"bir kentten daha geçtim
buğdayları yakıyorlardı
yedikleri pirinçti
birbirlerine açılan borular gibi üfürüyorlardı
sonra birbirlerinden borular gibi çıkıyorlardı
pirinçler gibi çoğalıyorlardı
atlarını yalnız atlarını cana yakın buldum
öpüp çıkıp gittim yelelerini"
Sezai Karakoç'un her gün Yenikapı'daki kahvehanelere giderek 40 günde tamamladığı 40 ayrı şiir gibi gözüken uzun bir şiirin, daha doğrusu bir yolculuğun kitabı. Şair her şiirde başka bir yerde Hızır(a.s) ile mi buluşmaktadır yoksa Hızır'laşmakta mıdır? Daha çok bir duruştadır, karşısına çıkan duvarlara kendince bir karşı duruş sergileme arayışındadır bence.
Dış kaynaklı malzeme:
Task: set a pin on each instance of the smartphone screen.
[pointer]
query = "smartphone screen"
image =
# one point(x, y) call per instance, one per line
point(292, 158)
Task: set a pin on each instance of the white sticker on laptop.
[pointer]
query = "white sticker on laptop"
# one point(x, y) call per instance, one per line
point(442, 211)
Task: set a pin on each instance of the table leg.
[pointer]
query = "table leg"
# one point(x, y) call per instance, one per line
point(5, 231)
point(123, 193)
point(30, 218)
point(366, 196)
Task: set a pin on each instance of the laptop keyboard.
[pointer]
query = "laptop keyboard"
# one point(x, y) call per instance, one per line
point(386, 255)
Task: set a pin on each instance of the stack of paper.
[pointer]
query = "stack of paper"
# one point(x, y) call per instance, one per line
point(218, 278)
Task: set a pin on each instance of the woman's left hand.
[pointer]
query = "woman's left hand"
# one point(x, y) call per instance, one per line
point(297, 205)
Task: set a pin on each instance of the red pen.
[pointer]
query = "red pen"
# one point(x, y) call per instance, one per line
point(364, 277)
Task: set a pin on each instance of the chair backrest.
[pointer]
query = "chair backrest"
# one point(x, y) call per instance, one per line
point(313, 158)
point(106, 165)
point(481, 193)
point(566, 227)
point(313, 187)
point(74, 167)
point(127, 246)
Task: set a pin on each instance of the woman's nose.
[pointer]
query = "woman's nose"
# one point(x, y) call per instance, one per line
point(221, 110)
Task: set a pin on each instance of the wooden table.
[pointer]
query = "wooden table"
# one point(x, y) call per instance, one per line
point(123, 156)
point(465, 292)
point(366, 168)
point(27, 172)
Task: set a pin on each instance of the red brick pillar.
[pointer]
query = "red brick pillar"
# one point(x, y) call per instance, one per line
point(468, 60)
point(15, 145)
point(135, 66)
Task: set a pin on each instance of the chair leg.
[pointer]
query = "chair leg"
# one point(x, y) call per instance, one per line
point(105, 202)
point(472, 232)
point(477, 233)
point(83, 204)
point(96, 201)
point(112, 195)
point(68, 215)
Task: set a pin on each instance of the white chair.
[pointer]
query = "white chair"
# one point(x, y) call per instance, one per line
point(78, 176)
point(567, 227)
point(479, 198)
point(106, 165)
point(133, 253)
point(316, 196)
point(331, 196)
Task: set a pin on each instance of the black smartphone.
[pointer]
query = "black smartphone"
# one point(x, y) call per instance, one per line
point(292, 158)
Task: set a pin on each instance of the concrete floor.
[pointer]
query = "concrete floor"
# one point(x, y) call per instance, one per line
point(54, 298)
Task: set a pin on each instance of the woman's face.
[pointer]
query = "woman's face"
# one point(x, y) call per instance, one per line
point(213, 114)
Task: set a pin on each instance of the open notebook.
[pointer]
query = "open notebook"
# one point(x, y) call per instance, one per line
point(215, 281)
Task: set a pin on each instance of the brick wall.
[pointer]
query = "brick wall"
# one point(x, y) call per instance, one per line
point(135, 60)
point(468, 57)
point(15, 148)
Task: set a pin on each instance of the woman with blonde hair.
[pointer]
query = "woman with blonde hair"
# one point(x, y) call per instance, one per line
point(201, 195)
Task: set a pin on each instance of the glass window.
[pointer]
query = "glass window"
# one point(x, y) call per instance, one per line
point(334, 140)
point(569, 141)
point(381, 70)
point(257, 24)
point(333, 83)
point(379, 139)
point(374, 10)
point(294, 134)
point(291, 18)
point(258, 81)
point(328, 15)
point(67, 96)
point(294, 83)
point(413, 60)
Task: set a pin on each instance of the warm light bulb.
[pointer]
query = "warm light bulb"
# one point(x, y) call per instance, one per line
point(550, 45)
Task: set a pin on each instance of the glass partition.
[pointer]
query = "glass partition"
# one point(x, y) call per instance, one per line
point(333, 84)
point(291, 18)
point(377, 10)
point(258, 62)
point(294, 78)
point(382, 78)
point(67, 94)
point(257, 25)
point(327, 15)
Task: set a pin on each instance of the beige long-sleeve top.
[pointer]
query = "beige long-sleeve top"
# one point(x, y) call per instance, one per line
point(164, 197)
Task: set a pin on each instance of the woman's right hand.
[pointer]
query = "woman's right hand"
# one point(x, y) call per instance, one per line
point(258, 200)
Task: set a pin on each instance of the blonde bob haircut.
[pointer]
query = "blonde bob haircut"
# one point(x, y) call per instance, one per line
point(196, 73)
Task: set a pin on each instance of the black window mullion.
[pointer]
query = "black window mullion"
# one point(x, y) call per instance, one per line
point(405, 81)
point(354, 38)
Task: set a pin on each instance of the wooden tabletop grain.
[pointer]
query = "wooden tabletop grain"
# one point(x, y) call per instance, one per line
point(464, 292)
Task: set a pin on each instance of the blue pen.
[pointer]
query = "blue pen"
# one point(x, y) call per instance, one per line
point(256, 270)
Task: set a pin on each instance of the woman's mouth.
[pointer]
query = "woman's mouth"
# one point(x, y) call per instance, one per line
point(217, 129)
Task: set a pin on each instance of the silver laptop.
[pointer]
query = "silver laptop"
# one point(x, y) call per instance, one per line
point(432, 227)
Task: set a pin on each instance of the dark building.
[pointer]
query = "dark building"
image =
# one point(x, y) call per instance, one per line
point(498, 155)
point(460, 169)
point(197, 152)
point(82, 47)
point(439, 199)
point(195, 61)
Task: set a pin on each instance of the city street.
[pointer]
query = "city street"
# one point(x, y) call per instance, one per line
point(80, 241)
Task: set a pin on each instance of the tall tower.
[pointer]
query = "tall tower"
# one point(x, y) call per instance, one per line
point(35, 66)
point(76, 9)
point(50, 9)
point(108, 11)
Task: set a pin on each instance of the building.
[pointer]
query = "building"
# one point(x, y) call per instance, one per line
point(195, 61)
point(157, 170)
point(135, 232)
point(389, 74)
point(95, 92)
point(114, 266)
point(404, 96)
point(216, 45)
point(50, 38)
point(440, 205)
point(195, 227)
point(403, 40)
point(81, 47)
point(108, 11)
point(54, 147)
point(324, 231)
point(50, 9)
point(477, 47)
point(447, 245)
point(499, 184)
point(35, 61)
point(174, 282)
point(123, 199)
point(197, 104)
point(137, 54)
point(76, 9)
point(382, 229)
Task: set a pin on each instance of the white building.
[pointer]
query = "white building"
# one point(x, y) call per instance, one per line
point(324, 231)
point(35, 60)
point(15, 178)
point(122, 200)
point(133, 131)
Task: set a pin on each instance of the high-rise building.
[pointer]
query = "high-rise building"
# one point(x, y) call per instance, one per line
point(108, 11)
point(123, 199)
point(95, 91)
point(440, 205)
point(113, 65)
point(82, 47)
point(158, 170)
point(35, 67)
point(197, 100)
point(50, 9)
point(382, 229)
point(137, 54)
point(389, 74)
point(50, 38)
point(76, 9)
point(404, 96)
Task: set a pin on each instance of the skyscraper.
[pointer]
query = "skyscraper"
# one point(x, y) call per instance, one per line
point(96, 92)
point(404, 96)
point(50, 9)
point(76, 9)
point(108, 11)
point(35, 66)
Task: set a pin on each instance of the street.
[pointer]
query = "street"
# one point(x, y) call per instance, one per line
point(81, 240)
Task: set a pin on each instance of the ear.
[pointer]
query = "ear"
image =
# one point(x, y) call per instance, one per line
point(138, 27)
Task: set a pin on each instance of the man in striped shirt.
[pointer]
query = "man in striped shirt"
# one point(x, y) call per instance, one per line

Çokça din tarihinden imgeler ve olaylar bulabileceğiniz, kah Bağdat'ta kah Mekke ve Medine'de, kah İstanbul'da kah Urfa'da, Kah Yunus olup balığın karnında, kah Eyyub'un sabrında, kah Musa ile çobanlıkta... Ehl-i Kitab'a ait birçok kıssa ve olay sembol olarak var kitabın içinde. Bu sebeplerle anlam olarak kapalı, kendini herkese açmayan şiirler var karşımızda.